Gold Could Surge to $8,000 as the Dollar’s Grip on Central Banks Unravels
Published on: Jun 7, 2026
Author: Caroline Kong

As of the close of trading on the week ending June 6, 2026, gold prices continued to show weakness. Spot gold traded around $4,315 per ounce, falling more than 22% from its record high of nearly $5,600 reached in late January, officially entering a technical bear market and erasing all its year-to-date gains.

Against the backdrop of sustained pressure on gold prices, the People’s Bank of China (PBOC) moved decisively to add to its holdings. Data released by the PBOC on June 7 showed that its gold reserves increased by another 320,000 troy ounces as of the end of May, marking the 19th consecutive month of increases – the longest streak of monthly buying since the central bank began publishing regular reserve data in 2015.

On a global scale, central bank purchases remain a key pillar of support for the gold market. A report released this week by the World Gold Council showed that after net selling in March, global central banks returned to net buying in April, adding a total of 17 tonnes of gold during the month.
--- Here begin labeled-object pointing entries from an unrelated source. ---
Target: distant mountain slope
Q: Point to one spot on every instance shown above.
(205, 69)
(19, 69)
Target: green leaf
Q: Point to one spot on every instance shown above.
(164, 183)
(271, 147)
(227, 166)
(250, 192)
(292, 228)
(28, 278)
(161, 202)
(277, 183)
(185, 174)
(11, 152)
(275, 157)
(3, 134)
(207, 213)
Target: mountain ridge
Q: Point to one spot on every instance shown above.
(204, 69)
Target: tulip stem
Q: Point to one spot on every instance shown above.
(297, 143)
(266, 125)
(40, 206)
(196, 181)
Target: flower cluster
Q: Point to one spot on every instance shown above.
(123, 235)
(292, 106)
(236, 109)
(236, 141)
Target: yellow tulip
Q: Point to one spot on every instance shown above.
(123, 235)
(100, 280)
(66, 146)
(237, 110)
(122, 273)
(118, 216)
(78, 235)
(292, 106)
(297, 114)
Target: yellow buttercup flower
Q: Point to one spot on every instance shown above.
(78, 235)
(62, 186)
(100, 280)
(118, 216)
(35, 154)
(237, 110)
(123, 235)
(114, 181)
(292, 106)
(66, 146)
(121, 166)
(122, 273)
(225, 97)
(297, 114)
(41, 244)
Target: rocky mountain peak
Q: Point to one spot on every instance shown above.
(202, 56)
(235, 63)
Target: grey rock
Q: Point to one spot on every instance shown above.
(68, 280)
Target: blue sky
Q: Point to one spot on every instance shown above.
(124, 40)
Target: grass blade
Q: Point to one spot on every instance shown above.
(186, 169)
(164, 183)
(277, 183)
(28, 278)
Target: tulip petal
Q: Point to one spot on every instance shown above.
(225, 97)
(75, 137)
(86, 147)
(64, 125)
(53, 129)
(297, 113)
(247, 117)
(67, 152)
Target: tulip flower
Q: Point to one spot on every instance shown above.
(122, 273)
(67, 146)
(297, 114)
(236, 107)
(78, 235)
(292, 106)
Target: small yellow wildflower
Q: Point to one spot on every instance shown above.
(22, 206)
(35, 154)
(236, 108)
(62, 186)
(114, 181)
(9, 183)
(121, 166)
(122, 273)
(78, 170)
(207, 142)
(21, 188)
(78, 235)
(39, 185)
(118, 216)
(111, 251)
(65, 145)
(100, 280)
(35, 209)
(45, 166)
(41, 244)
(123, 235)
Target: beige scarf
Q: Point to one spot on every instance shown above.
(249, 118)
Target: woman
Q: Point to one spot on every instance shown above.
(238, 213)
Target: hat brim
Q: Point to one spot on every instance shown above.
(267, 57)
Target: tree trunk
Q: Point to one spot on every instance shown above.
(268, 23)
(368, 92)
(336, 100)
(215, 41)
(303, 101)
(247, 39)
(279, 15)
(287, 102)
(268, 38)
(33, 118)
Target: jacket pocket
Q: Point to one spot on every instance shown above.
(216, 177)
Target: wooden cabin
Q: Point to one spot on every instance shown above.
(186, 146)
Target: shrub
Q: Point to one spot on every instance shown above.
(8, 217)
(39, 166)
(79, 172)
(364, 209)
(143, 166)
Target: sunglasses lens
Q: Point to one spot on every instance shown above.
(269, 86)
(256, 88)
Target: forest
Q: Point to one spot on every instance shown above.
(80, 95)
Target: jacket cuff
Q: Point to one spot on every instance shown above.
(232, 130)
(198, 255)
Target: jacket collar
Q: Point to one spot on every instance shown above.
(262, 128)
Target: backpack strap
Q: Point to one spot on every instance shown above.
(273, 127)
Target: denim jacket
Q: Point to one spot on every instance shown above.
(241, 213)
Poland and China led the way, purchasing 14 tonnes and 8 tonnes respectively. China’s 8-tonne purchase was the largest monthly increase since December 2024. In addition, the Czech National Bank extended its buying streak to 38 consecutive months.

The core factor behind the recent persistent weakness in gold prices has been a sharp shift in market expectations regarding the Federal Reserve’s interest rate path. Data released on Friday showed that US nonfarm payrolls for May came in significantly stronger than expected, fueling lingering inflation concerns.

This, combined with the closure of the Strait of Hormuz amid Middle East geopolitical tensions – which continues to push energy prices higher – has all but extinguished market expectations for Fed rate cuts this year, with markets now beginning to price in a possible rate hike in December. According to the CME FedWatch Tool, the probability of a December rate hike has risen to approximately 68%.

As a non-yielding asset, gold faces significant headwinds in a “higher-for-longer” interest rate environment. Meanwhile, the US dollar index and Treasury yields have both moved higher, substantially increasing the opportunity cost of holding gold. Since the escalation of the Middle East conflict, gold prices have fallen by nearly 18%.

Nonetheless, central banks including those of China and Poland continue to purchase gold steadily, reflecting the fact that amid heightened geopolitical uncertainty, official-sector strategic considerations of diversifying reserve assets have not been swayed by short-term price fluctuations. Analysts at Goldman Sachs have previously predicted that as geopolitical developments further reinforce the “de-dollarization” trend, global central bank gold buying is likely to accelerate. For the gold market, structural central bank demand is now in fierce competition with speculative selling driven by macro rate expectations.